O governo do estado entregou um projeto de lei à
Assembleia Legislativa para instituir eleição direta para o cargo de reitor da
Universidade Estadual do Rio Grande do Norte. O texto foi publicado no diário
eletrônico do Poder Legislativo nesta quarta-feira (23) e deverá seguir para análise
das comissões da Casa. A próxima eleição para reitor na instituição deve
acontecer em 2021 e é prevista para o mês de março.
Uma cópia do projeto foi entregue pessoalmente pela
governadora Fátima Bezerra ao presidente da Assembleia deputado Ezequiel
Ferreira (PSDB), e ao deputado George Soares (PL), líder do governo, na última
segunda-feira (21). Nesta terça-feira (22), o secretário de Tributação, Carlos
Eduardo Xavier, fez a entrega oficial da matéria.

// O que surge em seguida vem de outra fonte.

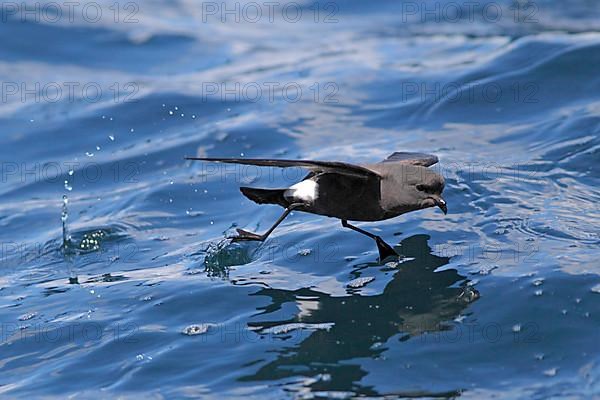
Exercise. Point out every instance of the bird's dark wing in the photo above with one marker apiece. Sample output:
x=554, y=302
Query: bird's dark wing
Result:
x=422, y=159
x=315, y=166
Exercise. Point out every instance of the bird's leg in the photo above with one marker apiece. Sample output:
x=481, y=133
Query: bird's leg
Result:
x=385, y=250
x=245, y=235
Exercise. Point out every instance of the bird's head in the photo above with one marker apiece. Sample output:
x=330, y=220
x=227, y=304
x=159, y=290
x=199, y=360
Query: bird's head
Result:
x=429, y=191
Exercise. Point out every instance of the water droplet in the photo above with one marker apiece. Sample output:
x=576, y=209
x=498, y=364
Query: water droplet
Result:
x=27, y=317
x=304, y=252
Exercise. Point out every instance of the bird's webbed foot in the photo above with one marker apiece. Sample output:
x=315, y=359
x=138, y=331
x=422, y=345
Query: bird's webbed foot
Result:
x=385, y=250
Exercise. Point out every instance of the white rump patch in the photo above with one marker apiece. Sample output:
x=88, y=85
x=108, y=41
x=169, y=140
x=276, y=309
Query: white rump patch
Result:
x=305, y=191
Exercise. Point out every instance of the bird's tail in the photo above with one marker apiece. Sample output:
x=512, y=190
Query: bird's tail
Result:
x=265, y=196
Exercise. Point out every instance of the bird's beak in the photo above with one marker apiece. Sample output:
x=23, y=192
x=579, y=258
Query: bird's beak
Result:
x=441, y=203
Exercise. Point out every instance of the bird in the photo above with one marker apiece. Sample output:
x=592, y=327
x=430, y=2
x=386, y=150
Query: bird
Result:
x=401, y=183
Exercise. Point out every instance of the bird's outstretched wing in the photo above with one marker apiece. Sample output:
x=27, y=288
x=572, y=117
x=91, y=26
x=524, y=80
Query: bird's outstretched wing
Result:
x=315, y=166
x=422, y=159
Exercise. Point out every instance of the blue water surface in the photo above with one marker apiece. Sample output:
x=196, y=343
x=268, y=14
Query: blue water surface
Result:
x=117, y=279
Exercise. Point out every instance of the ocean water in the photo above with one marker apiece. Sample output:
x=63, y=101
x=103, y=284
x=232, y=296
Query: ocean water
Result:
x=116, y=275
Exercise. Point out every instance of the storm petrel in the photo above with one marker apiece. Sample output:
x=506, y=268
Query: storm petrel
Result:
x=372, y=192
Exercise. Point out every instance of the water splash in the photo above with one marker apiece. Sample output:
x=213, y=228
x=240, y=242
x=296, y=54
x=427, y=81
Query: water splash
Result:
x=64, y=217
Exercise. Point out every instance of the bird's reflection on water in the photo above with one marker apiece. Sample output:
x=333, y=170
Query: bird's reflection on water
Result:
x=336, y=330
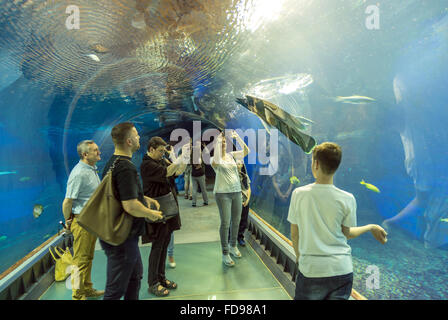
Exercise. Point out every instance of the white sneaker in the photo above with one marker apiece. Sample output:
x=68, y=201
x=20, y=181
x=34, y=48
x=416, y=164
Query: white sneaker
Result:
x=227, y=260
x=235, y=252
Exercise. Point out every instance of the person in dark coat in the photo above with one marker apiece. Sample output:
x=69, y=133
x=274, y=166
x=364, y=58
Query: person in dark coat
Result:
x=155, y=173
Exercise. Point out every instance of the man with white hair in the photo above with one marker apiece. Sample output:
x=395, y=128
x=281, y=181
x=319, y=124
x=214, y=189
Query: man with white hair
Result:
x=82, y=182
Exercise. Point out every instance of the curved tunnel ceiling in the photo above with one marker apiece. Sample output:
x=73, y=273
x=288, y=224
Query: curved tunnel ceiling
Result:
x=194, y=57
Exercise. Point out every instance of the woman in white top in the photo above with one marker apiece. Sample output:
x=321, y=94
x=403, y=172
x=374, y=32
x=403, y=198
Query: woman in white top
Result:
x=227, y=192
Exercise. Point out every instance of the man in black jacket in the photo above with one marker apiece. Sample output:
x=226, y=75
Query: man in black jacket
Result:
x=155, y=173
x=124, y=263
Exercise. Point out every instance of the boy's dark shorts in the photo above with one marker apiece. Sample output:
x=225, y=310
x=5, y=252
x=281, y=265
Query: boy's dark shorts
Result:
x=327, y=288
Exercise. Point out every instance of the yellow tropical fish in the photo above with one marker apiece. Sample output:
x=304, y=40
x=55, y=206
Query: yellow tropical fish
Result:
x=370, y=186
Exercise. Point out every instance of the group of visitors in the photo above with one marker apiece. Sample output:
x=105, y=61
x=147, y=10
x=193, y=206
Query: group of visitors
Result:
x=138, y=194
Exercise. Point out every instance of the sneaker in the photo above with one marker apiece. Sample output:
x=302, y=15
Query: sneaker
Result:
x=235, y=252
x=227, y=260
x=93, y=293
x=171, y=262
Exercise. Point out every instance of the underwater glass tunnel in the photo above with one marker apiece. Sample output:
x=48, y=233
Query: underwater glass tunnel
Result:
x=371, y=76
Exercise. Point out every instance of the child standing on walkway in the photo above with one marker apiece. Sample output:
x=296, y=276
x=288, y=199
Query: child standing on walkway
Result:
x=322, y=218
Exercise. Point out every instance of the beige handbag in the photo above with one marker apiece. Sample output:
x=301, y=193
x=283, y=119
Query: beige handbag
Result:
x=104, y=216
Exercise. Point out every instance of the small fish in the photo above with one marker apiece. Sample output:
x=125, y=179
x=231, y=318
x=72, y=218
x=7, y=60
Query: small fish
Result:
x=370, y=186
x=305, y=120
x=2, y=173
x=294, y=180
x=37, y=210
x=354, y=99
x=99, y=48
x=94, y=57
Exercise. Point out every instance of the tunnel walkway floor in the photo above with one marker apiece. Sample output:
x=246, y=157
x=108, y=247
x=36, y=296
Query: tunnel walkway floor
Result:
x=199, y=272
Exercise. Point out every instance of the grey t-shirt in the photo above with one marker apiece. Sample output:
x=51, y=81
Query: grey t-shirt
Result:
x=82, y=183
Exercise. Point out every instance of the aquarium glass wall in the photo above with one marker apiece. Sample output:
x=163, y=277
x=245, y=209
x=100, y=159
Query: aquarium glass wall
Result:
x=371, y=76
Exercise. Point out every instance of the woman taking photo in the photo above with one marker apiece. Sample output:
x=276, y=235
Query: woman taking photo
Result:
x=227, y=191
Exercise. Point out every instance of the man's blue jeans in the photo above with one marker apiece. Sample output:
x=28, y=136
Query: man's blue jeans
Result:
x=327, y=288
x=124, y=270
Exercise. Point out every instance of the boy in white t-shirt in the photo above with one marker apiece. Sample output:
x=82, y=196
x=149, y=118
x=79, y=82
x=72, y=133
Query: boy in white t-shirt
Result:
x=322, y=218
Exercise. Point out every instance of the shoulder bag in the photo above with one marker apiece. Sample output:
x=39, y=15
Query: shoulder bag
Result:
x=104, y=216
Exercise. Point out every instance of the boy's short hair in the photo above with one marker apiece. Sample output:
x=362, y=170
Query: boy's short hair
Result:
x=121, y=132
x=329, y=155
x=156, y=142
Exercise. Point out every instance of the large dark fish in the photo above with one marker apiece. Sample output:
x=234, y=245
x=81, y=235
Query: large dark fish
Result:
x=274, y=116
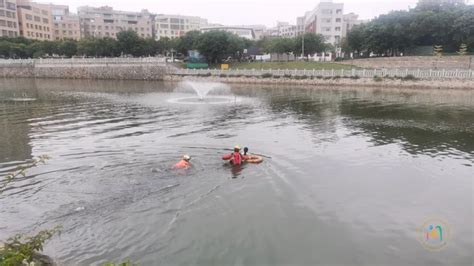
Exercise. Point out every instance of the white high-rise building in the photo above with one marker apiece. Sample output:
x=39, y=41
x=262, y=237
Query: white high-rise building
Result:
x=104, y=21
x=174, y=26
x=326, y=19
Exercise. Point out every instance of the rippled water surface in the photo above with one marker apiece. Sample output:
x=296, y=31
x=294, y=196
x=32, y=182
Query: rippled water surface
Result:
x=349, y=174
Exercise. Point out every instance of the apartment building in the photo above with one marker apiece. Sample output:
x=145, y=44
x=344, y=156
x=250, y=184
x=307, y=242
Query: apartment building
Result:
x=34, y=20
x=8, y=18
x=106, y=22
x=174, y=26
x=326, y=19
x=65, y=24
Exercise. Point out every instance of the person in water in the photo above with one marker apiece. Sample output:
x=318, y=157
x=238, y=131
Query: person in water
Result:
x=234, y=158
x=184, y=163
x=249, y=158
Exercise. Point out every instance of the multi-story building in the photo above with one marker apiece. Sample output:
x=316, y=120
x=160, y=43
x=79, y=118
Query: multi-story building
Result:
x=350, y=20
x=35, y=20
x=8, y=18
x=244, y=32
x=326, y=19
x=173, y=26
x=287, y=31
x=106, y=22
x=65, y=24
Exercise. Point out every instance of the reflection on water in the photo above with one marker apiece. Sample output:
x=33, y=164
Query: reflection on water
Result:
x=349, y=174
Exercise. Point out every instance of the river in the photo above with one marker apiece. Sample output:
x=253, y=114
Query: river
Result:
x=349, y=177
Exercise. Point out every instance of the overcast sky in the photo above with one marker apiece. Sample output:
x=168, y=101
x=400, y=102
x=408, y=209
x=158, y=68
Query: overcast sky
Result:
x=238, y=12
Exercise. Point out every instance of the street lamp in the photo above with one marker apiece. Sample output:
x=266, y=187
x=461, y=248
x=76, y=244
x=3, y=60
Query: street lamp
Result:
x=302, y=45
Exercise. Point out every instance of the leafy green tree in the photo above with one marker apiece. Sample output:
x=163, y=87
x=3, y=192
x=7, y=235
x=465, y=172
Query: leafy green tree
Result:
x=130, y=43
x=68, y=48
x=188, y=42
x=313, y=43
x=216, y=45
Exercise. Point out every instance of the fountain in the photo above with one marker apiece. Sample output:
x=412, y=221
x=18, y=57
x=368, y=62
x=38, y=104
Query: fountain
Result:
x=220, y=93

Segundo o governo, o projeto de lei é um pedido dos
servidores e estudantes da UERN. Na prática, se aprovada e sancionada, a lei
vai acabar com a chamada ‘lista tríplice’. Atualmente, os nomes dos três
primeiros colocados na disputa interna são enviados para o governador do
estado, que escolhe um deles como reitor - geralmente o primeiro colocado.
A lei deverá estabelecer o processo de escolha e
nomeação do reitor e vice-reitor da UERN e, consequentemente, dos dirigentes da
Fundação Universidade do Rio Grande do Norte (Fuern), que se dará mediante
eleição direta uninominal, com voto secreto, pelos professores, alunos e
servidores técnico-administrativo da instituição. Dessa forma, o reitor será
obrigatoriamente o primeiro colocado.
"O Projeto de Lei prevê plena autonomia à
universidade, na escolha de seus dirigentes, conforme o disposto no Art. 203 da
Constituição da República e no Art. 141 da Constituição do Estado do Rio Grande
do Norte, que garante às instituições de ensino superior autonomia
didático-científica, administrativa e de gestão financeira e patrimonial, em
obediência ao princípio da gestão democrática do ensino público", informou
o governo.
Polêmica
O texto foi enviado em meio a nomeações que geraram
protestos em instituições federais no Rio Grande do Norte. Caso da reitora da
Ufersa, que ficou em terceiro
lugar na lista tríplice na consulta da instituição e foi
nomeada reitora pelo presidente Bolsonaro. Nesta quarta-feira (23), o
Ministério Público Federal informou que abriu uma ação civil pública e pediu
à Justiça Federal anulação da nomeação de Ludmilla de Oliveira.
No IFRN, o
governo federal nomeou um reitor temporário, que não concorreu à
eleição institucional.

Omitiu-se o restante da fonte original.